Et avant cela, avance Masharawi, Deif a suspendu des attaques contre Israël. La direction du Hamas à l’étranger s’est insurgée contre cela, et a décidé de créer une organisation rivale : « La force secrète ».

Cet organisme fonctionne comme rival armé d’Izz al-Din al-Qassam et de ses membres et, avec le fondateur vétéran du Hamas Ibrahim Makadme à sa tête, a repris les attentats contre Israël, sous le nez de Deif et contre ses ordres. Il se pourrait que ce soit la raison pour laquelle Deif a réagi si fortement à l’élimination par Israël de son associé, le fabricant de bombes du Hamas Yahye Ayyash, en janvier 1996.

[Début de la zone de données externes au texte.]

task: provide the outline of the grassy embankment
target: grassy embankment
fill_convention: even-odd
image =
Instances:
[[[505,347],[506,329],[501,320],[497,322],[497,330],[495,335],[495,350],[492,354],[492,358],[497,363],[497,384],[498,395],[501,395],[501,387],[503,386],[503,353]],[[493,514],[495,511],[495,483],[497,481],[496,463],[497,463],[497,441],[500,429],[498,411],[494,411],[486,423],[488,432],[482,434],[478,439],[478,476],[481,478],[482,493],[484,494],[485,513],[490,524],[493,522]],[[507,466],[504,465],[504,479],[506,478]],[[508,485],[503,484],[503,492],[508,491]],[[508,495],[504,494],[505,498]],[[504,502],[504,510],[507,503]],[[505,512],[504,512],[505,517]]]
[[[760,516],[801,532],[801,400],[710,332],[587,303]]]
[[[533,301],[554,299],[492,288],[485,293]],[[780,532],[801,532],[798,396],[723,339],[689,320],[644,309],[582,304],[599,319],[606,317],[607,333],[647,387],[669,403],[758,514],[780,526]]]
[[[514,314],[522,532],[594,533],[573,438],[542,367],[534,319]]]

« Deif m’a appelé et m’a informé de l’assassinat d’Ayyash. Il était le premier à le savoir, et je l’ai appris par lui. Nous y sommes allés immédiatement – moi, Mohammed Dahlan du Fatah, et Sami Abu Samhadana. Nous nous sommes rendus avec Deif, quatre d’entre nous, dans la maison où le corps d’Ayyash était couché, et nous avons compris que la situation allait se détériorer ».

Masharawi affirme dans l’interview qu’Arafat lui a demandé de faire venir Deif, ce qu’il a fait. « Abu Ammar a essayé de le convaincre de ne pas réagir à l’assassinat d’Ayyash. Mais après avoir quitté le bureau de Gaza, Deif m’a dit qu’il doit réagir. »

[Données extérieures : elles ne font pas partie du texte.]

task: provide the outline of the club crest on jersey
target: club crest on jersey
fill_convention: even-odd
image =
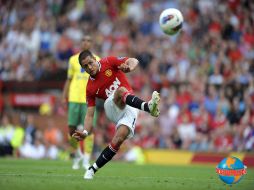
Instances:
[[[112,71],[111,71],[110,69],[107,69],[107,70],[105,71],[105,75],[106,75],[107,77],[111,77],[111,76],[112,76]]]

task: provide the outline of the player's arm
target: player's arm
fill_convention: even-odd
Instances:
[[[70,89],[70,84],[71,84],[71,79],[67,79],[64,83],[63,94],[62,94],[63,103],[66,103],[66,101],[68,100],[68,92]]]
[[[118,69],[122,70],[124,73],[131,72],[136,69],[139,61],[135,58],[128,58],[124,63],[118,66]]]
[[[76,130],[74,134],[72,135],[77,140],[83,140],[86,138],[89,134],[92,132],[93,128],[93,116],[95,112],[95,106],[91,106],[87,108],[87,113],[85,117],[85,129],[83,131]]]

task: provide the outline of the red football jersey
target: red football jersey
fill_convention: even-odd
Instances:
[[[105,57],[99,63],[99,72],[94,78],[90,76],[86,87],[86,100],[88,106],[95,106],[95,98],[106,100],[117,88],[125,87],[133,92],[128,80],[117,67],[124,63],[128,57]]]

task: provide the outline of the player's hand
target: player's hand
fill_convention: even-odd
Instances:
[[[118,69],[120,69],[124,73],[128,73],[131,71],[130,66],[127,63],[123,63],[123,64],[119,65]]]
[[[75,138],[78,141],[84,140],[86,138],[86,134],[84,134],[82,131],[76,130],[73,134],[72,137]]]

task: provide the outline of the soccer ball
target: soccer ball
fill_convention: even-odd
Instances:
[[[182,29],[183,15],[177,9],[165,9],[160,14],[159,23],[165,34],[174,35]]]

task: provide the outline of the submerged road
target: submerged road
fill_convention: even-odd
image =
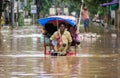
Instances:
[[[82,37],[72,57],[45,57],[40,33],[36,26],[1,30],[0,78],[120,78],[119,33]]]

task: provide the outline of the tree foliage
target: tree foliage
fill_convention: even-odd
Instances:
[[[84,0],[84,3],[88,7],[90,13],[95,14],[98,11],[102,12],[103,8],[100,6],[100,4],[111,1],[112,0]],[[80,12],[81,0],[40,0],[39,2],[39,12],[43,15],[49,13],[49,8],[52,4],[54,4],[55,7],[61,8],[67,6],[69,8],[69,12],[75,11],[78,15]]]

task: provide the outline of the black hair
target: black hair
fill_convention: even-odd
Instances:
[[[66,24],[65,24],[64,22],[59,23],[58,27],[60,27],[62,24],[63,24],[63,25],[65,26],[65,28],[66,28]]]

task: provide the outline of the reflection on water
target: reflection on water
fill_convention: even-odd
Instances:
[[[120,38],[84,37],[75,57],[45,57],[37,27],[0,33],[0,78],[120,78]]]

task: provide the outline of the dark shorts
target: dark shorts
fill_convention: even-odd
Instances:
[[[84,26],[86,26],[86,27],[89,26],[89,19],[84,20]]]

Selon Masharawi, les attentats ont continué pendant plus d’un an, et les Américains et les Israéliens ont fait une immense pression sur Arafat pour arrêter Deif. « Abu Ammar nous disait : ‘Ne site pas Sabah al-Kheir (bonjour), dites Sabah al-Dief (Deif jour)’. »

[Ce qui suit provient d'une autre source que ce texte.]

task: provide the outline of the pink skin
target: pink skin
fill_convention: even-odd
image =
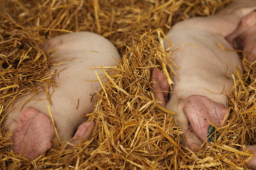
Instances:
[[[50,54],[54,56],[51,59],[56,63],[62,63],[52,68],[52,71],[57,72],[53,80],[56,86],[54,89],[48,86],[51,103],[45,99],[47,96],[45,92],[37,93],[27,103],[28,99],[35,94],[26,94],[16,100],[13,108],[9,108],[5,124],[13,132],[14,151],[31,159],[51,148],[53,139],[58,141],[46,111],[47,106],[50,106],[61,141],[74,137],[70,142],[76,145],[88,138],[95,123],[86,122],[81,116],[93,110],[95,100],[91,102],[90,94],[102,88],[100,83],[94,81],[98,79],[95,71],[103,77],[101,69],[88,68],[116,66],[113,57],[121,59],[110,42],[89,32],[56,37],[41,44],[41,48],[46,51],[54,49]],[[61,61],[63,59],[66,60]],[[104,83],[107,80],[102,81]]]
[[[245,17],[241,21],[236,30],[227,38],[231,44],[234,40],[237,40],[243,54],[248,56],[251,61],[256,60],[256,12]]]
[[[218,44],[232,49],[225,38],[255,9],[256,5],[229,14],[183,21],[166,35],[173,45],[170,50],[179,49],[174,51],[171,59],[179,67],[174,69],[180,80],[173,78],[172,92],[176,95],[171,95],[166,109],[176,113],[174,117],[183,131],[182,142],[192,150],[198,149],[206,139],[208,121],[218,125],[224,121],[227,110],[226,92],[233,85],[230,75],[235,66],[242,67],[235,52],[223,50]],[[164,44],[166,48],[169,46],[166,41]],[[164,106],[167,99],[160,92],[166,90],[162,85],[167,80],[159,73],[157,69],[151,70],[151,84]]]
[[[23,153],[28,158],[36,158],[52,147],[51,139],[55,136],[51,118],[36,109],[26,107],[13,134],[14,151]]]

En mars 1997, Masharawi et ses hommes ont réussi à convoquer les membres les plus proches de Deif, dont Abd a-Fatah a-Sutri, Kamel Khalifa, et Salam Abu Maroof. « Deif n’en faisait pas partie. Mais ils ont accepté de cesser les attentats. Je les ai déposés au centre de Gaza avant l’aube, et je suis rentré chez moi. Je pris une douche, puis entendu à la radio qu’il y avait un autre attentat suicide, à un café de Tel Aviv, et j’ai compris que l’accord était annulé avant d’entrer en vigueur. »

Et bizarrement encore, A-Sutri, avec Khalifa et Abu Maroof, ont quitté l’aile militaire du Hamas et rejoint les Forces de sécurité préventive à Gaza. A-Sutri, ancien numéro deux de l’aile militaire du Hamas, est aujourd’hui diplomate de l’AP en Afrique.

Deif, d’autre part, reste l’homme le plus recherché d’Israël.